The Cherry Orchard
nytheatre.com review by Stan Richardson
January 15, 2009
"Whenever you have a lot of different remedies prescribed for some disease, it means there's no cure."
A great play is like a terminal illness: it is intractable, profound, fatal. No one experiences it quite the same, and yet everyone can—or will someday be able to—relate. Interpretation, the act of transposing a piece of dramatic writing to the stage by directors, designers, and actors, is necessary, much like discerning the best way to manage a deadly disease as it takes its inevitable course. A concept (or re-framing), however, is like a miracle cure: promising, futile, and at times even destructive.
In his semi-opulent and uneven take on The Cherry Orchard, Sam Mendes really wants us to know that Chekhov is seriously addressing class wars and anti-Semitism, the decline of the aristocracy and upward mobility of the peasantry, a disorienting process of civic equalization. Indeed, he was. However, Chekhov's play (which I quoted above) is also an inquiry into why we fall in love with people who ignore us, why we coddle those whose self-destructive tendencies will eventually destroy us as well, why we think money says absolutely anything at all about what we refer to as our "character." And Chekhov was also writing a comedy.
The expansive and unsettling space, the harsh red lights and enormous shadows on the wall, the wan and piercing one-note musical memory-motif—it is as if Mendes is worried that his audience will take everything at face value; that it is somehow unclear in Chekhov's writing (and in the translation by Tom Stoppard) that there is wisdom to be gained if we look beneath the characters' follies. I, for one, would much rather witness a classic play being conspicuously stripped down or spectacularly obliterated, than be emotionally, intellectually, and morally tour-guided through a figurative city I am perfectly capable of exploring myself.
Underneath this distracting patina of poignancy is a funny and well-acted production. Stoppard's translation is sly and witty as it captures the mindless (and sometimes heartless) expression of facile sentiments as well as the longing these sentiments attempt to hide. Much as I am unable, due to limitations of space, to recap the premise of this oft-produced classic play, I am also unable to individually praise all the members of this fine ensemble so I will have to be very selective.

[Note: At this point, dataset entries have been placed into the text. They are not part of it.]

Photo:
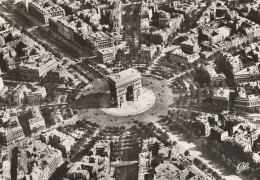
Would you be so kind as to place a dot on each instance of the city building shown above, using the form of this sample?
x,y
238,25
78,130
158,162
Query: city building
x,y
125,86
98,40
177,55
71,27
10,129
148,53
190,46
5,164
235,145
221,98
44,10
37,122
220,34
59,140
36,96
106,56
214,76
37,160
91,16
247,102
96,165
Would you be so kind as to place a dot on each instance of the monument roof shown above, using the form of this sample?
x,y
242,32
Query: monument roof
x,y
125,76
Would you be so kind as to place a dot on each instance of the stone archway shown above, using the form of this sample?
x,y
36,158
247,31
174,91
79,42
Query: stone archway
x,y
130,93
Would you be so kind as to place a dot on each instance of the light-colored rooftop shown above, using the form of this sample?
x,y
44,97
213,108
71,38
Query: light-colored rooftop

There is never a good reason to miss an opportunity to see Richard Easton. His Firs, the aged muttering manservant who knows (and needs to know) his place, seems to fear peasants with money more than his privileged employers fear poverty; it's rather like watching the Queen of England have dinner at Hooters. Yasha, the snarky younger manservant, played with deep and startling arrogance by Josh Hamilton, is to Firs a perfect threat. But to the housemaid, Dunyasha (Charlotte Parry, in a hilariously desperate and dignity-free turn), he is a most attractive promise—of what, we are not sure. Ethan Hawke's Trofimov (an often thankless part) is very clear on what he has to offer, and Hawke simmers as he describes to Ranevskaya (who owns the eponymous piece of land—Sinead Cusack as an aging Cinderella in reverse) his feelings for her daughter, which so transcend trivial romantic love!
Ah but these are all mere glimpses of The Cherry Orchard—a great play which, like illness and death, is universal; a dramatic masterpiece that needs little more than a host of very good performances for us to know its relevance.